You can learn more about this opportunity by visiting the funder's website.
- Eligible research institutions
- The award will be made to an organization, not to an individual.
- Organizations can include university-based research institutes, schools, or centers.
- Grants are limited without exception to tax-exempt organizations.
- Please note that research organizations, think tanks, and other institutions that sit outside of the academy are no longer eligible to apply.
- Eligible principal investigators
- The principal investigator should be a leader at the research institution.
- S/he should have visibility, influence on institutional policies and practices, and access to the resources needed to optimize and implement the award.
- S/he should also possess the skills needed to cultivate trusting relationships with leaders from the partner public agency or nonprofit organization.
- Eligible public agencies or nonprofit organizations
- Eligible public agencies include state or local agencies and their departments and divisions.
- Nonprofit, tax-exempt organizations are eligible if they are open to the general public and provide services for youth ages 5 to 25 in the United States.
- Eligible agencies and organizations engage in work relevant to youth in the areas of education, justice, child welfare, mental health, immigration, or workforce development and have the resources needed to implement and optimize the award.
- Eligible leaders from the public agency or nonprofit organization
- Leaders from the public agency or nonprofit organization should have the authority and influence required to successfully institutionalize the partnership and the use of research evidence in the agency or organization’s work.
- Eligible partnerships
- Research-practice partnerships are defined as long-term, mutually beneficial collaborations that promote the production and use of rigorous and relevant research evidence.
- These partnerships take a long view and should extend beyond the life of any one grant, project, or leader.
- While the competition is open to partnerships at different stages of maturity, applicants will need to convince reviewers that the grant adds significant value to what already exists.
- We anticipate that it will be difficult for a well-established partnership with strong institutional support to make a convincing case that the award adds value.
- For younger partnerships, reviewers will seek promising initial evidence that the partners have successfully worked together in the past and have the potential to sustain a long-term collaboration.
- Eligible fellows
- All fellows must be mid-career.
- For researchers, we define mid-career as having received the terminal degree within 8 to 20 years of the date that the application is submitted. (This should be calculated by adding 8 and 20 years to the date the doctoral degree was conferred.
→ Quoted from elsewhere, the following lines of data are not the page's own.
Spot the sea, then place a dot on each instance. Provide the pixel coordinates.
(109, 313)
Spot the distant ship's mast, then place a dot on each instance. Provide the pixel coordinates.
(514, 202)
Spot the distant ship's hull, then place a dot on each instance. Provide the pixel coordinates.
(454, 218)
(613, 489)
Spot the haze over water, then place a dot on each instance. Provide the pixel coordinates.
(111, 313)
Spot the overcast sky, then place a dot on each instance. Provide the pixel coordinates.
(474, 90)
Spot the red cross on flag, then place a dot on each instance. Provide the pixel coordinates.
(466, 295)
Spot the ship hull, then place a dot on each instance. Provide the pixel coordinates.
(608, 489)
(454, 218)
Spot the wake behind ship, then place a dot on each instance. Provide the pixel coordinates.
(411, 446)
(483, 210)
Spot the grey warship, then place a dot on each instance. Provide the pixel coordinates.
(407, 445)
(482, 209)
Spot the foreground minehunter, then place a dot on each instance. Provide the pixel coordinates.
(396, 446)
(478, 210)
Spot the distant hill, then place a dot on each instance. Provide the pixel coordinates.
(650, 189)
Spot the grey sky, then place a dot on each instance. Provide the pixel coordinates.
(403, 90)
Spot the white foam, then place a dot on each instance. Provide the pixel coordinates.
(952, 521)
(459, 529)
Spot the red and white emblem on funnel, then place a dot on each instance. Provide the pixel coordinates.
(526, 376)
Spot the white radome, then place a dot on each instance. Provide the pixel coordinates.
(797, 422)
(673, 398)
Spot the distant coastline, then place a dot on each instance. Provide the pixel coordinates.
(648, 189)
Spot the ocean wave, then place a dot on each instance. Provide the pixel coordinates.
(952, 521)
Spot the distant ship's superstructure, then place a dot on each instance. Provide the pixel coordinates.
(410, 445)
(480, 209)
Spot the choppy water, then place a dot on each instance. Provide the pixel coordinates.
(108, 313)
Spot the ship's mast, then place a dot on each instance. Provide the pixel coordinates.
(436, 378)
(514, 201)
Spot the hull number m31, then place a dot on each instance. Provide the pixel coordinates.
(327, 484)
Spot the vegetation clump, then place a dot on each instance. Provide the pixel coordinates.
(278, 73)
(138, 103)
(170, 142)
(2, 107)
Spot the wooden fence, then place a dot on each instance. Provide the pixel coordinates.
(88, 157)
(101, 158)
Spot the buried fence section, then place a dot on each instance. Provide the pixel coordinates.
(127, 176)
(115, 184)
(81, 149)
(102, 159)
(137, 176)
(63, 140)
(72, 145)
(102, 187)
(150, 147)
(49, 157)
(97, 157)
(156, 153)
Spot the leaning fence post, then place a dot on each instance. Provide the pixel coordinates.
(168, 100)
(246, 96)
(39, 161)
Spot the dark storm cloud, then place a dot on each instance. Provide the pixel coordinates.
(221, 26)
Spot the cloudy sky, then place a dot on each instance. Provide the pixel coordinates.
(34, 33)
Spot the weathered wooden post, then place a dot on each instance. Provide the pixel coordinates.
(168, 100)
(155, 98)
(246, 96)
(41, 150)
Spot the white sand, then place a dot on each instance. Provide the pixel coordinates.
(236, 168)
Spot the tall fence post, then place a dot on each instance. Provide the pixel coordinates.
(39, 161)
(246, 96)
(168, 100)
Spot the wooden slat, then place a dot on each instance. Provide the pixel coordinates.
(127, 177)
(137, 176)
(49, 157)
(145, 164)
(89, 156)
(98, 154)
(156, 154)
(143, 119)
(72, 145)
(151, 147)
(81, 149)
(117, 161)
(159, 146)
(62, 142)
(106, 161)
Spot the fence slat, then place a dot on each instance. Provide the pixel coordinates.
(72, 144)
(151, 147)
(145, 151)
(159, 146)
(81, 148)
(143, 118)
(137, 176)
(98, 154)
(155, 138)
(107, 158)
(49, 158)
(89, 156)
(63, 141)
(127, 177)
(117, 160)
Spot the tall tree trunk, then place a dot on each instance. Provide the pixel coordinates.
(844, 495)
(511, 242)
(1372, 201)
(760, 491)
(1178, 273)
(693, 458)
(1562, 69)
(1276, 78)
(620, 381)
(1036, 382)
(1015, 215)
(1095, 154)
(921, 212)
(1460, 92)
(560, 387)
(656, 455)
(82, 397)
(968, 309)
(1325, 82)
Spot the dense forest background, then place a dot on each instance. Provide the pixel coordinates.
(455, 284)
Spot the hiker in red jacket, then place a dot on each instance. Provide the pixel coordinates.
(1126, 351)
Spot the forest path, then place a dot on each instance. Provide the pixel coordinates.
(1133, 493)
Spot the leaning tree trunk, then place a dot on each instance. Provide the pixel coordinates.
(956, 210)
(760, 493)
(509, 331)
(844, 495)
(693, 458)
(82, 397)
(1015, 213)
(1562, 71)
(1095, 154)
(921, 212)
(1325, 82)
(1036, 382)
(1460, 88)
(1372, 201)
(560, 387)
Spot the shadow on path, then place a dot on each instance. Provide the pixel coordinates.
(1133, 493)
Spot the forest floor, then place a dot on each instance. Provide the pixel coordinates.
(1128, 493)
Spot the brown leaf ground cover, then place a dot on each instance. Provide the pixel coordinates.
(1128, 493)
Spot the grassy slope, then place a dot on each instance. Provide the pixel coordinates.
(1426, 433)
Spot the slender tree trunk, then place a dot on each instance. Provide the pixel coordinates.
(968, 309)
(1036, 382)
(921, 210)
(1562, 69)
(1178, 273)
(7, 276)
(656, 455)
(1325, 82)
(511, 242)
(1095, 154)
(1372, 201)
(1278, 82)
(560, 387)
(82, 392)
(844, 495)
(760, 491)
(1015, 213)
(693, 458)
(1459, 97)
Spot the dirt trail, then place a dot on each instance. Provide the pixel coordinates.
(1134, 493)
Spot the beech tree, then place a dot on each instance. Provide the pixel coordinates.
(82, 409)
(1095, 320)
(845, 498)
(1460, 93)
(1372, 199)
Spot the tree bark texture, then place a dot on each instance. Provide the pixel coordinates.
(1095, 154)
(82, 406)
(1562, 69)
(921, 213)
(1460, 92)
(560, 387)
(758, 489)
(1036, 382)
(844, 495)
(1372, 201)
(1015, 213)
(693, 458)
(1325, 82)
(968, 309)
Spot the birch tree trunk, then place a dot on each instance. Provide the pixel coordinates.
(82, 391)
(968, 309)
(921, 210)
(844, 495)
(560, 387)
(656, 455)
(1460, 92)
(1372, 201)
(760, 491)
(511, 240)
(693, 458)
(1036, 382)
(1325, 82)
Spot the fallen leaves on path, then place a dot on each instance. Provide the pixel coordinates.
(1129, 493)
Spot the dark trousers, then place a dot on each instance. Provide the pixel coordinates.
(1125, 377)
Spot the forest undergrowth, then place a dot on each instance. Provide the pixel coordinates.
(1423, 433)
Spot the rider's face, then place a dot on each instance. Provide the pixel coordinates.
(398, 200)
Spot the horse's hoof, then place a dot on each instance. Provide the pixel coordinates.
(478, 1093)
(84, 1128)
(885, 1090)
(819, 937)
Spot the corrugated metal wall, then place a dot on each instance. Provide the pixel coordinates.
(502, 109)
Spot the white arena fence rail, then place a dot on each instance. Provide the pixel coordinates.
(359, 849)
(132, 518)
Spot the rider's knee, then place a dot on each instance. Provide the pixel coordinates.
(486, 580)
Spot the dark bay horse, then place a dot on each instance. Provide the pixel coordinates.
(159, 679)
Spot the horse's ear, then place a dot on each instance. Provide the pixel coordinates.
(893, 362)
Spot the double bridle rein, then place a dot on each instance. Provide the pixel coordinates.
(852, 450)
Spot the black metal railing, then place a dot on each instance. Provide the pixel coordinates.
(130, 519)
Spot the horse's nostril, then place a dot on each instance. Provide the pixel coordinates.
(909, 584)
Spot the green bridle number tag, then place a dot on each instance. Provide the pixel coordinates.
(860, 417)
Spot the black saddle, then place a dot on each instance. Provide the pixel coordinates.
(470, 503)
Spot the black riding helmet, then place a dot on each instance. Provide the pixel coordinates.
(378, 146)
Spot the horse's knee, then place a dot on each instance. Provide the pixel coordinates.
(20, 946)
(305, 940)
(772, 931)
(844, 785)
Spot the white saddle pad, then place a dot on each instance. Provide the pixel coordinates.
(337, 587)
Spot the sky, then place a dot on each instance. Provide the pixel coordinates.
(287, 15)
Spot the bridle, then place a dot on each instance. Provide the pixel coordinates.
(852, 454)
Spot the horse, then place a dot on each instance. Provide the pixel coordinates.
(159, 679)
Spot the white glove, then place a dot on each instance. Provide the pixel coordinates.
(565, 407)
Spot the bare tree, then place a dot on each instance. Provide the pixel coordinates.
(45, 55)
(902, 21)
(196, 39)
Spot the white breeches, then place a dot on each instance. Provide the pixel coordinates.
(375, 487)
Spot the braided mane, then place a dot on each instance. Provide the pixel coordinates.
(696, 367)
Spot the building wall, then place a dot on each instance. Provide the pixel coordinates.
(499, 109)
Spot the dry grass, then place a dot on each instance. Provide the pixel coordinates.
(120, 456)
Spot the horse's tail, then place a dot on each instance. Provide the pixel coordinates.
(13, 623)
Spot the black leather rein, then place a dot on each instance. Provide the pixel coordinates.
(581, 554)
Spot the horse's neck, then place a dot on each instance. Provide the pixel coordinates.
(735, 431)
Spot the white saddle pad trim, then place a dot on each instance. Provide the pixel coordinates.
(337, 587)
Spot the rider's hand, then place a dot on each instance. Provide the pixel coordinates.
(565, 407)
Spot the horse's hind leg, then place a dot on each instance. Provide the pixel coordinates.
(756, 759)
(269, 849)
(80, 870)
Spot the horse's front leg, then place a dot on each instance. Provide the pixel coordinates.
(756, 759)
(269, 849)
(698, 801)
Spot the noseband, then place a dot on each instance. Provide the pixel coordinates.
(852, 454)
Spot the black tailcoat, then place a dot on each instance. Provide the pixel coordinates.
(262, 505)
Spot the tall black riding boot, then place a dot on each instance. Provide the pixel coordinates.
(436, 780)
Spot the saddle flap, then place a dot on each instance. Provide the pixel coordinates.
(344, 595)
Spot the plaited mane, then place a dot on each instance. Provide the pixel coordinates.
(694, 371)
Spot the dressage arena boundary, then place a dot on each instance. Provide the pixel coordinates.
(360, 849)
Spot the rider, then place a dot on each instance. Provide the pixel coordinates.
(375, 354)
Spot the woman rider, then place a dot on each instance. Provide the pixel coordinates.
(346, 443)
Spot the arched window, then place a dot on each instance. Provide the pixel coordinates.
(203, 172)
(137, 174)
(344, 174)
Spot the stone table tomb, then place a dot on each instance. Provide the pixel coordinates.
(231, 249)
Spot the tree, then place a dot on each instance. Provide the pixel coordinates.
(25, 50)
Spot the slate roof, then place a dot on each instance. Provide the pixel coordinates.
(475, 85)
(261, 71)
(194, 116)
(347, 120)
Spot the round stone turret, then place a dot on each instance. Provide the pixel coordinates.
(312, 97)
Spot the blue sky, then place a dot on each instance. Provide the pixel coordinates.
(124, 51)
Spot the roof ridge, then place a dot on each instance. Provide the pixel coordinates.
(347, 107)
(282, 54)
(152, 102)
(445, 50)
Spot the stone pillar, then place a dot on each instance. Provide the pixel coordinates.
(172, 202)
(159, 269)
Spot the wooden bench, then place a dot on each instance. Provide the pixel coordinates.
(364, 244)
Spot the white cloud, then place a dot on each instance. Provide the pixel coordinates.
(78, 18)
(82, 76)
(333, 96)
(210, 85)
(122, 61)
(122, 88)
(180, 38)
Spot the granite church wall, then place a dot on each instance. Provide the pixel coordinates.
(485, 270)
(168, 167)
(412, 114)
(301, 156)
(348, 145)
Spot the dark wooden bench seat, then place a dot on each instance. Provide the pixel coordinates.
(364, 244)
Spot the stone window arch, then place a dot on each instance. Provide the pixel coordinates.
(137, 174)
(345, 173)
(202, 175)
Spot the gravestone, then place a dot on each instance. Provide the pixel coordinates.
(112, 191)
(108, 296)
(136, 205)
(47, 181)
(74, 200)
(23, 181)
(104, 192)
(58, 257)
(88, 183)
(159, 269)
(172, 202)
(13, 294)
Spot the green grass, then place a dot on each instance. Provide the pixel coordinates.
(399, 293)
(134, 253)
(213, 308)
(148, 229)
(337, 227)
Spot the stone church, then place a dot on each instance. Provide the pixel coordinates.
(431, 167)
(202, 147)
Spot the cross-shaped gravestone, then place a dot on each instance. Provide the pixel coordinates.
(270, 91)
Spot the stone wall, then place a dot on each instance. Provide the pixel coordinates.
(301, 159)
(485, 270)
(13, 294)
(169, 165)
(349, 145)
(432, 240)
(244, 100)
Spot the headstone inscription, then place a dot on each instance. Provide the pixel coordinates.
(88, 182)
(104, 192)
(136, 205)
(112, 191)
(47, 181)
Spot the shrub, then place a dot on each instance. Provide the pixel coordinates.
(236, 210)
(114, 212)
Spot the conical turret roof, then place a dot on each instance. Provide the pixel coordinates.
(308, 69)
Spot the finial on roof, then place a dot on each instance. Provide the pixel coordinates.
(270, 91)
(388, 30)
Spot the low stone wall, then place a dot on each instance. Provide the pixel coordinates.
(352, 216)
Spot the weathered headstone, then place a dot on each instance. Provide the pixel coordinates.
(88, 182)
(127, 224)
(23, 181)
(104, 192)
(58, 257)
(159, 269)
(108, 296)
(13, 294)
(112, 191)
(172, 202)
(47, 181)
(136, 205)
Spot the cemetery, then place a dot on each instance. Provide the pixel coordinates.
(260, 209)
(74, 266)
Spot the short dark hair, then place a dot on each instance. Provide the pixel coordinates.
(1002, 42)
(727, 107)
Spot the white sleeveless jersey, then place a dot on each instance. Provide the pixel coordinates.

For medicine, an institution should use the date from the completion of the first residency.)
- The fellow does not need to be an employee of the research institution, and can be recruited from another institution.
- Applicants may choose to appoint one mid-career fellow from the public agency or nonprofit organization.
- This should be a mid-career professional at the agency or organization who will be called on to facilitate the use of research.
- A midcareer professional has 8 to 20 years of cumulative experience in his/her current role.